"He doesn't want any help!" Alves retorted. "We are not starving now. I can help him. I will help him and be enough for him. He gave it up for me."

"Can you get him friends and practice?" Miss Hitchcock asked sharply. "Can you make it possible for him to do the best work, and stand high in his profession? Will you help him to the place where he can make the most of himself, and not sell his soul for bread?"

These questions fell like taunts upon the silent woman. She seemed to feel beneath them the boast, 'I could have done all that, and much more!' These words were like the rest of this fashionable young woman—her carriage, her clothes, her big house, her freshness of person—all that she did not have. Alves retorted:

"He won't let any one push him, I know. What he wants, he will be glad to get by himself. And," she added passionately, "I will help him. If I stand in his way,—and he can't do what he wants to do,—I will take myself out of his life."

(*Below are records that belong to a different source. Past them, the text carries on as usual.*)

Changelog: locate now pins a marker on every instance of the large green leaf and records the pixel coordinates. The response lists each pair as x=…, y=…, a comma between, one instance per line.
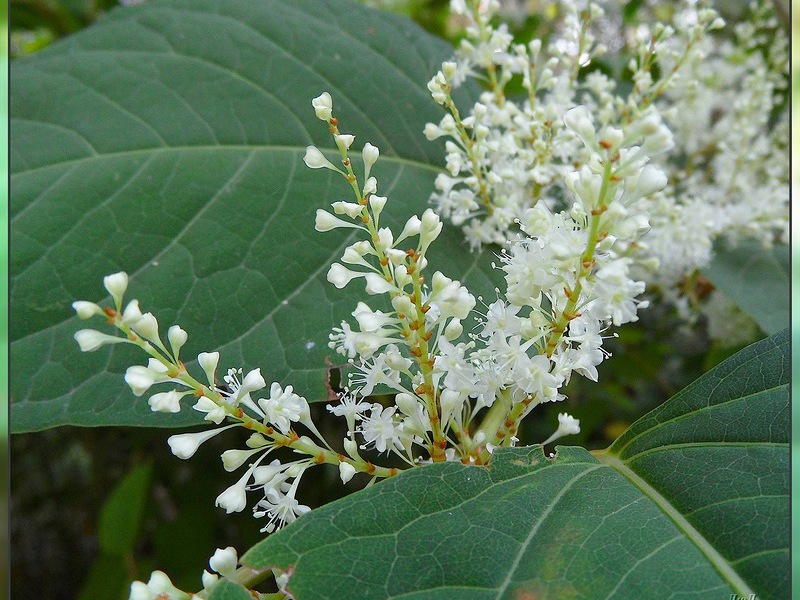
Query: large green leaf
x=167, y=141
x=757, y=280
x=691, y=502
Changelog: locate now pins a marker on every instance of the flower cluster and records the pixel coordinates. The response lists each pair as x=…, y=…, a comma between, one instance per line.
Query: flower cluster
x=727, y=173
x=241, y=401
x=414, y=349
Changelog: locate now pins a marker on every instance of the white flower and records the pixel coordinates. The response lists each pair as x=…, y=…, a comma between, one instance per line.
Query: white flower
x=184, y=445
x=323, y=105
x=224, y=561
x=233, y=459
x=140, y=378
x=158, y=587
x=325, y=221
x=214, y=412
x=234, y=498
x=281, y=508
x=283, y=407
x=350, y=408
x=340, y=276
x=343, y=141
x=240, y=390
x=132, y=313
x=380, y=428
x=314, y=159
x=116, y=285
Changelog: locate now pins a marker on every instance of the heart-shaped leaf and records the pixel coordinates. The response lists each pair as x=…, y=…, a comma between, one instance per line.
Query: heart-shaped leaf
x=691, y=502
x=167, y=141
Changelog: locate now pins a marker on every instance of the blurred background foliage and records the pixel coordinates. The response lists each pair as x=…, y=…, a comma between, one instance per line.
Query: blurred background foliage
x=93, y=509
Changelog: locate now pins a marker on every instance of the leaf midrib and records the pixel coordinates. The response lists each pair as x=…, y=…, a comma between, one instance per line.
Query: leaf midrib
x=722, y=566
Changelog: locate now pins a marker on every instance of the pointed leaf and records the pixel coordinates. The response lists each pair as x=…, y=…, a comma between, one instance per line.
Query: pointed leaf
x=167, y=141
x=691, y=502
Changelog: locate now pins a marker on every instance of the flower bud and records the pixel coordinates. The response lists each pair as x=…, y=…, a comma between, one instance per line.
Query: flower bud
x=208, y=362
x=323, y=105
x=224, y=561
x=344, y=141
x=346, y=471
x=177, y=338
x=116, y=284
x=86, y=310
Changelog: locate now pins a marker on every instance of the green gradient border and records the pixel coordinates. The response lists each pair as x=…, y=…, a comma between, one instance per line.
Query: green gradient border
x=795, y=301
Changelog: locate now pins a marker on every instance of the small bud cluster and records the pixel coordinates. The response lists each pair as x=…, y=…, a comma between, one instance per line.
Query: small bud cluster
x=159, y=587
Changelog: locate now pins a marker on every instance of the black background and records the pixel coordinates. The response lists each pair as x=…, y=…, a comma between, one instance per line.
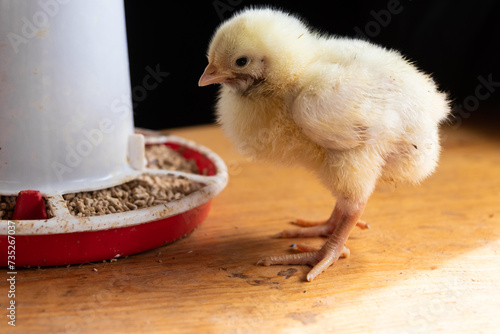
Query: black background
x=455, y=41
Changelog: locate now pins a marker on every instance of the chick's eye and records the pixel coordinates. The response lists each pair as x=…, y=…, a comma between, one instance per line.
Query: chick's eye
x=242, y=61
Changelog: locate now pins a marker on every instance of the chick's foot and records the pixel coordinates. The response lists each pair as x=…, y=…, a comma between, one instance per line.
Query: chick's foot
x=314, y=229
x=343, y=223
x=319, y=259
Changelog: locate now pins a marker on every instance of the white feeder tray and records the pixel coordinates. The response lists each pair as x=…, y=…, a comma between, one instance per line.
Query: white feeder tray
x=66, y=126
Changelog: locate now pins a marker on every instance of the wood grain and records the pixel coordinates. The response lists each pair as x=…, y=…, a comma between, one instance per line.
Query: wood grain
x=429, y=262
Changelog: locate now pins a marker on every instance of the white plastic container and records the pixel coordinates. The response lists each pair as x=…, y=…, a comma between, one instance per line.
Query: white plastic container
x=65, y=105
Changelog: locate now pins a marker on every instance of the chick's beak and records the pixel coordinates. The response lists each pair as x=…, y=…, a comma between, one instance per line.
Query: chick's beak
x=212, y=75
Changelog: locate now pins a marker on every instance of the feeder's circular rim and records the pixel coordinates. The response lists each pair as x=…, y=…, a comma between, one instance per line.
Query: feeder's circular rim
x=64, y=222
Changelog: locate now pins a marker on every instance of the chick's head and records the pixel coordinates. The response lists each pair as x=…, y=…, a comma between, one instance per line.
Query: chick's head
x=254, y=49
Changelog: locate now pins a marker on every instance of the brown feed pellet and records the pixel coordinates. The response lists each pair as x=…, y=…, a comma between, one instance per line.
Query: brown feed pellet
x=143, y=192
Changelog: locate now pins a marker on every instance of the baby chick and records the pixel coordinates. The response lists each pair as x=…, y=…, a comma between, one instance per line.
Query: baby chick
x=351, y=111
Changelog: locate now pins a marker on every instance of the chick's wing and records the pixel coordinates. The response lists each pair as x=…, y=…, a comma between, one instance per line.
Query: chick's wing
x=340, y=107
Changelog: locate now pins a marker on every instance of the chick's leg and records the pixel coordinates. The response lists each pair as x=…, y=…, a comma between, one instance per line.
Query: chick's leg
x=332, y=249
x=318, y=228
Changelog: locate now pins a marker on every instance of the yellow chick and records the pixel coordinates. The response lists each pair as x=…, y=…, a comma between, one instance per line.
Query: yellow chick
x=351, y=111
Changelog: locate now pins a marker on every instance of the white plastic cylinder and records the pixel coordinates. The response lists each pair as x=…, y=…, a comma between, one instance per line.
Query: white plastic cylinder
x=65, y=103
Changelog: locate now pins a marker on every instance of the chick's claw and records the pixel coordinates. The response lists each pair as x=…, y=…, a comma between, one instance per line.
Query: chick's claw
x=319, y=259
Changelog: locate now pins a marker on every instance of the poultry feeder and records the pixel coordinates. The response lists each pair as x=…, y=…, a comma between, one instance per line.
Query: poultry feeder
x=66, y=126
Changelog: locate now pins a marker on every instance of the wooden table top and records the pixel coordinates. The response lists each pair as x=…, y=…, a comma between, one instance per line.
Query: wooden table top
x=429, y=263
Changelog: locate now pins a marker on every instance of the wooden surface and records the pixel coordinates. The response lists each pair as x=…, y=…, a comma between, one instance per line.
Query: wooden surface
x=429, y=263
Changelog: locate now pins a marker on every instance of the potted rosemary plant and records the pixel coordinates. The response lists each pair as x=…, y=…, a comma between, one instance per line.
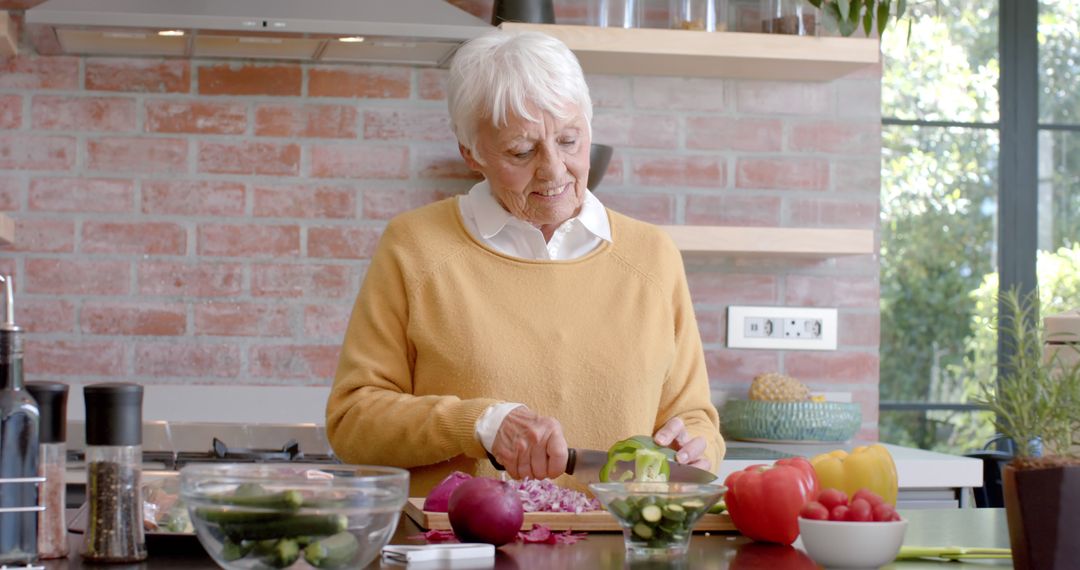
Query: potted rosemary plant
x=1036, y=399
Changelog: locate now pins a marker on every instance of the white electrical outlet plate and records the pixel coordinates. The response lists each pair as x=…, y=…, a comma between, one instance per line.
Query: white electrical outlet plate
x=782, y=327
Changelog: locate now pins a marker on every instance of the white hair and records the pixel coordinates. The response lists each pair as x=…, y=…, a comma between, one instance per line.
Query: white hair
x=507, y=71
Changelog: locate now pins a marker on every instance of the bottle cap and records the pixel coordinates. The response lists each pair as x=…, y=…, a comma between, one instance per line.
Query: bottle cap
x=52, y=404
x=113, y=414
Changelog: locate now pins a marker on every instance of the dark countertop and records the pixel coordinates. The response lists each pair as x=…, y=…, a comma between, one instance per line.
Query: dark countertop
x=604, y=551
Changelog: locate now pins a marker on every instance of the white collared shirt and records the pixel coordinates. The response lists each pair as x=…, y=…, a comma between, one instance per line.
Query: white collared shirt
x=489, y=222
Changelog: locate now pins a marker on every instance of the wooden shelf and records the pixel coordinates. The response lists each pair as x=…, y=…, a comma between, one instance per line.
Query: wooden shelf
x=727, y=54
x=7, y=230
x=778, y=242
x=9, y=40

Boast for boast, and the older woman's passionate words seemed to ring the stronger. They looked at each other defiantly. At last Miss Hitchcock pulled her wrap about her, and rose to go. A final wave of regret, of yearning not to be thrust out in this way from these lives made her say:

"I am sorry you couldn't have let me be a little friendly. I wanted to have you to dinner,"—she smiled at the dull practicality of her idea; "but I suppose you won't come."

"He may do as he likes," Alves said, in a more conciliatory manner.

"But he can't!" the girl smiled back good-humoredly. "One doesn't go to dinner without one's wife, especially when one's wife doesn't like the hostess."

Alves laughed at the frank speech. She might have liked this eager, fresh young woman, who took things with such dash and buoyancy, if she could have known her on even terms. As they stood facing each other, a challenge on Miss Hitchcock's face, Alves noticed the doctor's figure in the road beyond.

"I think that is Dr. Sommers coming. He can answer your question for himself."